僕はいつ輝にあのことを言い出そうか、迷っていた。

しばらく輝を見つめていると、いきなり輝が息を荒げた。

「輝!?大丈夫だからな…」そう言いながら、僕はナースコールを押して、輝の体を横に向けた。


「灯?どうした?」ナースコールを聞いて、空が病室にやってきた。

今は落ち着いているが、輝は目に涙を溜めていた。

「輝くん、怖かったな…でも僕もきたし、大丈夫だよ」空はそう言いながら輝の頭をなでた。

その時、輝は涙をこぼした。

輝の涙は止まらずに、シーツを濡らしていった。

僕は

「怖かったな…ごめんね」そう言いながら輝の涙を優しく拭ってあげた。


輝が落ち着いた所で、空が口を開いた。

「輝くん、あのな…ちょっと呼吸がしにくくなってるみたいなんだ」

「……」

「だから…」そう言った空の言葉を遮って、僕は輝に語りかけた。

「もしね、呼吸が出来なくなったら、呼吸器を付けないといけないんだ。でも、付けるかどうかは、輝に決めてもらわないといけない…」

「僕ね…知ってたよ」

「輝?」

「さっきだって、怖かったんじゃない…嫌だったんだよ。もう何も出来なくなるんじゃないかって…」

「輝…」

「兄貴はどっちがいいの?僕にそうまでして生きていてほしいの?」 

僕は『もちろん』って言おうと思ったけど、空に止められた。

「空?」

「灯の考えじゃだめなの。

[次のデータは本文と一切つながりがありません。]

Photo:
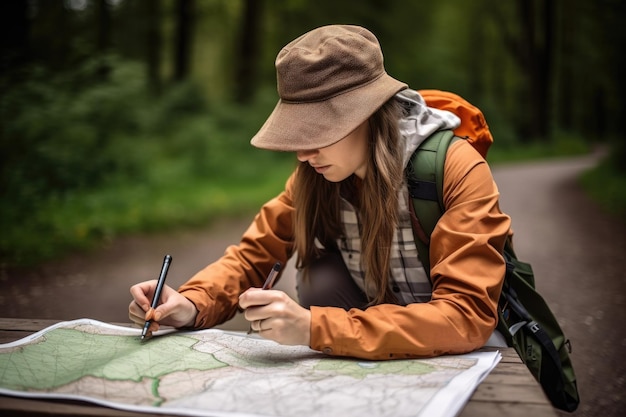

輝くんの気持ちを聞かないと…」空は泣いていた。

「うん、分かったよ…だからごめんな。輝が決めてよ…」僕はそう言って輝の頭をなでた。

僕の目からは、涙が溢れていた。

(何でだろう。輝は絶対生きてくれるって信じているはずなのに…)

「兄貴たち何で泣いてるんだよ。僕が決めるんだろ?もう少し考えさせて」輝はそう言って笑った。


輝は生きてくれるよね。

僕らと生きてくれるよね。


輝…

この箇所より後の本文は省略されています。